Só um tempo depois, quando voltaram a refletir sobre o episódio, é que eles identificaram traços de racismo naquela prática. “Ainda hoje não sei bem como reagir a esse tipo de situação, que parece uma coisa tão pequena, mas que é tão presente e estrutural que, talvez, o garçom que nos atendeu nem sequer percebeu o que estava fazendo”, examina.

O relato de episódios que, como esse, indicam o apagamento das pessoas racializadas em determinados espaços são também comuns no núcleo Escuta Preta. “São casos de opressão, de apagamento e de invisibilização cotidianos, como quando a pessoa negra pede o cardápio, mas ele é entregue para a pessoa não negra”, avalia Elaine.
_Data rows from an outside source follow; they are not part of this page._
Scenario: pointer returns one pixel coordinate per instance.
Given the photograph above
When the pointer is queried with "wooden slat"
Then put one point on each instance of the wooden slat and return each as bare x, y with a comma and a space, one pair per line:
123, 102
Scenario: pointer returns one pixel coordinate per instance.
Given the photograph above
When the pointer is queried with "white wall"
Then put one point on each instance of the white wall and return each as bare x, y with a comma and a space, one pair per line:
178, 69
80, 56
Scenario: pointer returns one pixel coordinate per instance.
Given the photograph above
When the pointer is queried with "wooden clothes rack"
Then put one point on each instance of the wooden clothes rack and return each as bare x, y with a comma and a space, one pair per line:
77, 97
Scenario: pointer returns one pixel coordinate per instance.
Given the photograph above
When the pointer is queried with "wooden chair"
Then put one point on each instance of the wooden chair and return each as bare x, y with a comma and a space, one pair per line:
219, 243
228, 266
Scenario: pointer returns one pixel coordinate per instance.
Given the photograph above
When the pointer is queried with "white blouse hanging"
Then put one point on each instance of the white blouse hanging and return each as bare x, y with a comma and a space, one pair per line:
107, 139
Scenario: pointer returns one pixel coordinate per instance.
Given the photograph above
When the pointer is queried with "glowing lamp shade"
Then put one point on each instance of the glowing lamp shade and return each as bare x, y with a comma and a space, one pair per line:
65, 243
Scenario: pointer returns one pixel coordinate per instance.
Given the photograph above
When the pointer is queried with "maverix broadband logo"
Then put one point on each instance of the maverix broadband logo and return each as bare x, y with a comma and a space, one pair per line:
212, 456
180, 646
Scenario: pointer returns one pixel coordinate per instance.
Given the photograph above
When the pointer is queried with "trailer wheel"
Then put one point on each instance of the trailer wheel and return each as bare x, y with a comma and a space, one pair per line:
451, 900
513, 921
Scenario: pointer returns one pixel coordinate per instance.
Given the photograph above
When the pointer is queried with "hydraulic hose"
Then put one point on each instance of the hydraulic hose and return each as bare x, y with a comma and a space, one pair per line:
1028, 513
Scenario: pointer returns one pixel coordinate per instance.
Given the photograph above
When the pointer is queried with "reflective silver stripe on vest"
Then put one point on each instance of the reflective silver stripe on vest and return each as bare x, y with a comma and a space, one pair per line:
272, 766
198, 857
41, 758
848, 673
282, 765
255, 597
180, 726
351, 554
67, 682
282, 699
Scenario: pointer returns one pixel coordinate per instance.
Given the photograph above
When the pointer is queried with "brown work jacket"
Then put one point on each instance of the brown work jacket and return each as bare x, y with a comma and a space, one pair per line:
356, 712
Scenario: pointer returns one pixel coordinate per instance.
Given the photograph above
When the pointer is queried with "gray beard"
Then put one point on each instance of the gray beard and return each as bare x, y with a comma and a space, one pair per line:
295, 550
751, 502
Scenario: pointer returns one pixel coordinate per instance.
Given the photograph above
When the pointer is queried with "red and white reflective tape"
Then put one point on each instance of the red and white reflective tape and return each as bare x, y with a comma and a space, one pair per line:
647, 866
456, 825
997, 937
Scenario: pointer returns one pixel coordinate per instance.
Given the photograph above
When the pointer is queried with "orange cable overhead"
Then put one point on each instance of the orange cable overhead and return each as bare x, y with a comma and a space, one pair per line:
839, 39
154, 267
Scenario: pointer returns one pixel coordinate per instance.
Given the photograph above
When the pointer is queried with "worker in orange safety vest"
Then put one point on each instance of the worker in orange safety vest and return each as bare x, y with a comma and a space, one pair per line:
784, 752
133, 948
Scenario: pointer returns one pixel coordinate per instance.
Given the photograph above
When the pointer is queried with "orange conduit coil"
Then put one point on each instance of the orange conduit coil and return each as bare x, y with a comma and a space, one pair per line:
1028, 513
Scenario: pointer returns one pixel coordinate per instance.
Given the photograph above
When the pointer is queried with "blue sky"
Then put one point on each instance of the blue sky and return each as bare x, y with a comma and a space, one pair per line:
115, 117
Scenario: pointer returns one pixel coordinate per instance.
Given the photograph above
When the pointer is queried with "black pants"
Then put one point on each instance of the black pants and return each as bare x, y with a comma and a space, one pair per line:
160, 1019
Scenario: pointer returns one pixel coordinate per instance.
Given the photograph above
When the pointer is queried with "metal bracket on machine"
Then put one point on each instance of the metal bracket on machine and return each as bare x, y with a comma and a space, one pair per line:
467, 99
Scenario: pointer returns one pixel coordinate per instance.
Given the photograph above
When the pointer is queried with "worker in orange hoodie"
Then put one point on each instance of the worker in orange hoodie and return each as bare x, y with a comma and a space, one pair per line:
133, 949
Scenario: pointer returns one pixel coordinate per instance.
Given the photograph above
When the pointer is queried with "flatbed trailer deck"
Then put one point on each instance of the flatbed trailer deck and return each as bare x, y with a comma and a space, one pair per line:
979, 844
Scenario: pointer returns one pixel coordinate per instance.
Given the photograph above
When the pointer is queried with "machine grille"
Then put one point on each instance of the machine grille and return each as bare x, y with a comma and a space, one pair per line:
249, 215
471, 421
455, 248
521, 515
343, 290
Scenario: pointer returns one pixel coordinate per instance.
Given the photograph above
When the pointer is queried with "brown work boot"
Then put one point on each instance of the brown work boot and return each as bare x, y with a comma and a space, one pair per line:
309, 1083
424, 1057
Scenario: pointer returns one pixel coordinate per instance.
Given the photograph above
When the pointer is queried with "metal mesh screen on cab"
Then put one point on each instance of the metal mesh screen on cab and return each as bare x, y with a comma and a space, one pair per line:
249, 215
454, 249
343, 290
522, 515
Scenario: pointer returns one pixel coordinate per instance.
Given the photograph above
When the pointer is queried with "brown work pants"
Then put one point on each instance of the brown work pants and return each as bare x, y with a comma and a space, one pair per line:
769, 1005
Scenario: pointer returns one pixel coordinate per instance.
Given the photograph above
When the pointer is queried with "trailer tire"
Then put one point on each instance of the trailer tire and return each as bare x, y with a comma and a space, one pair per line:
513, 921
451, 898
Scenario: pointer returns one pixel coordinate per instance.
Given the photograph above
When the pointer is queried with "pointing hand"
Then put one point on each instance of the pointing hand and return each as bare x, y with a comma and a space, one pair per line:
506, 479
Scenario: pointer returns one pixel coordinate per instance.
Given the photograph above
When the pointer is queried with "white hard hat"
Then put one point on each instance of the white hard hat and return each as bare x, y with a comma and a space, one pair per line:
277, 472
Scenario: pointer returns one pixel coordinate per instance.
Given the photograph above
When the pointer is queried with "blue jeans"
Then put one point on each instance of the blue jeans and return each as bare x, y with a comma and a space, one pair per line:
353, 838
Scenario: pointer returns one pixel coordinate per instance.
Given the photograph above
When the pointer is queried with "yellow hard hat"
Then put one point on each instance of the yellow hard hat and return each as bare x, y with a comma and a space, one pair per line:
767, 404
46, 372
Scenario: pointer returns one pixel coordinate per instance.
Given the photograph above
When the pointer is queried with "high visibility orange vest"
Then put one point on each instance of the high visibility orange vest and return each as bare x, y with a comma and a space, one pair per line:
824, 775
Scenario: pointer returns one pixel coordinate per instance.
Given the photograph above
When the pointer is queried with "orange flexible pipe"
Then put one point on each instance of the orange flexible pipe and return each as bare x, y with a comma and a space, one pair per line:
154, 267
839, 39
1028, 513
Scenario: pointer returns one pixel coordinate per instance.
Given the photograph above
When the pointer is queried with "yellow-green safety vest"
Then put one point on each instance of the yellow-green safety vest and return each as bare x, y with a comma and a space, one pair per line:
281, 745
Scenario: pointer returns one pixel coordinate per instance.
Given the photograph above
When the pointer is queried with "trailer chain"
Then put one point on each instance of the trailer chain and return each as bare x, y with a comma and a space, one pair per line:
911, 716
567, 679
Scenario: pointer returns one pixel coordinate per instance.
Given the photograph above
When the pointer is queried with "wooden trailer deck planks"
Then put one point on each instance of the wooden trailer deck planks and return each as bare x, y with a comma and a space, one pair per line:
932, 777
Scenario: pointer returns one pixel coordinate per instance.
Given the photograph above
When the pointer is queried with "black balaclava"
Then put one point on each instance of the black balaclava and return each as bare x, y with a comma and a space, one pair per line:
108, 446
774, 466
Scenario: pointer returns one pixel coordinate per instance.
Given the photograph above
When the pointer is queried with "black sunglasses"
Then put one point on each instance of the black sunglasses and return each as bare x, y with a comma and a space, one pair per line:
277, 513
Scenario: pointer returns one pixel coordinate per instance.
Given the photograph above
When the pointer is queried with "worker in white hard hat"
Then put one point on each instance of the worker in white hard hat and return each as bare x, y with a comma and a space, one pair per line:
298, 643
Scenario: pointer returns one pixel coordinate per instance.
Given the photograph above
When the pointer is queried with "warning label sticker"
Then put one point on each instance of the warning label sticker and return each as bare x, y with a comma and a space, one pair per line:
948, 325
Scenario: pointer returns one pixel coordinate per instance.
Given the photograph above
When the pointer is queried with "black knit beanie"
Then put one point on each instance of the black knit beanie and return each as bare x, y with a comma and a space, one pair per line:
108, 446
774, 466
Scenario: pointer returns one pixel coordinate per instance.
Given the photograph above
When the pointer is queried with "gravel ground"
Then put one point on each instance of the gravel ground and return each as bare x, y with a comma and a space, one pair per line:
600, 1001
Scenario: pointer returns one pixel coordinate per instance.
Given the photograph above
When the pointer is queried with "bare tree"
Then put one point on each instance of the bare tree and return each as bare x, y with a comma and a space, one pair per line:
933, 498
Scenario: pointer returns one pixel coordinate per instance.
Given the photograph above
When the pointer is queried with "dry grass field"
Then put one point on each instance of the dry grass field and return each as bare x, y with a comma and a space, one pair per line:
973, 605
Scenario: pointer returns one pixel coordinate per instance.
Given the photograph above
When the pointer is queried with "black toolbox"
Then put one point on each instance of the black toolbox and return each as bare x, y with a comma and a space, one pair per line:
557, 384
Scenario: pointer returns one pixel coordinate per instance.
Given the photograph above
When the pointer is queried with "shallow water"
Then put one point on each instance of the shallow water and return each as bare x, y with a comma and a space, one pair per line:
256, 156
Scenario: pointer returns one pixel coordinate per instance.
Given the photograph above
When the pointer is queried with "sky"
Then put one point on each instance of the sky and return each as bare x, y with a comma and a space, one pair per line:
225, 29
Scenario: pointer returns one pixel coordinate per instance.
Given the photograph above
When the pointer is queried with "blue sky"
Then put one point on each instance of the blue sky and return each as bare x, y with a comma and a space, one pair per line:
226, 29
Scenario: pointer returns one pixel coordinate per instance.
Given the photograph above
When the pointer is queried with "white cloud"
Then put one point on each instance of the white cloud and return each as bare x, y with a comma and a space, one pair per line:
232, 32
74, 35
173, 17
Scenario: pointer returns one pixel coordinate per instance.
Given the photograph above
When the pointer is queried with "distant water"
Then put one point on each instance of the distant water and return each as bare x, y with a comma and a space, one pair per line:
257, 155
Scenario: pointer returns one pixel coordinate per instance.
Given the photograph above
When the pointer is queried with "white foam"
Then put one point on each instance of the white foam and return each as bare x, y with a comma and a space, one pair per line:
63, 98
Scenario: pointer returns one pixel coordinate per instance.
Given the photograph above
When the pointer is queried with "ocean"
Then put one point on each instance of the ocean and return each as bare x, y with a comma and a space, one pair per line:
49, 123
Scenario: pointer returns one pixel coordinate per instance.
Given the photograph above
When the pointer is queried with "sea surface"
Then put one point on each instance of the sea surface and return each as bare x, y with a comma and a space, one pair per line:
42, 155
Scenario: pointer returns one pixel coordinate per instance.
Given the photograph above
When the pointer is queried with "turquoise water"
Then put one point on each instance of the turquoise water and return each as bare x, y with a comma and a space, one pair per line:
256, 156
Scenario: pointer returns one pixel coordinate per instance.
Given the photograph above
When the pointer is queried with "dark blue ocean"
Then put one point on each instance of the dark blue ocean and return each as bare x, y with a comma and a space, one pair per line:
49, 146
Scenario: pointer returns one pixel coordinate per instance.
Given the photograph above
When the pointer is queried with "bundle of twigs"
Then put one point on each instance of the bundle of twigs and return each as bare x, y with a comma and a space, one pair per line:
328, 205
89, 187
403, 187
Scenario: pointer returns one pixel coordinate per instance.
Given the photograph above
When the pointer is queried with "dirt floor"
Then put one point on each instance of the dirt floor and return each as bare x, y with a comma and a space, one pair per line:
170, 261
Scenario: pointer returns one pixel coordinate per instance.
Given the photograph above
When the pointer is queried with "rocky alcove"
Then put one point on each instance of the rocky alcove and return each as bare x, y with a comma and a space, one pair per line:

A psicóloga sustenta que, ao não se posicionar e confrontar ações externas, a parte não racializada acaba legitimando e trazendo essa interferência para o interior da dinâmica do casal.

“Uma forma de esses indivíduos que estão nessa relação contribuírem na luta antirracista e para que o parceiro se sinta confortável e seguro é buscar acesso, perguntando como a pessoa se sente, e tomar conhecimento. De início, é importante entender que não cabe à pessoa branca definir o que é ou não uma situação de racismo”, aponta Elaine.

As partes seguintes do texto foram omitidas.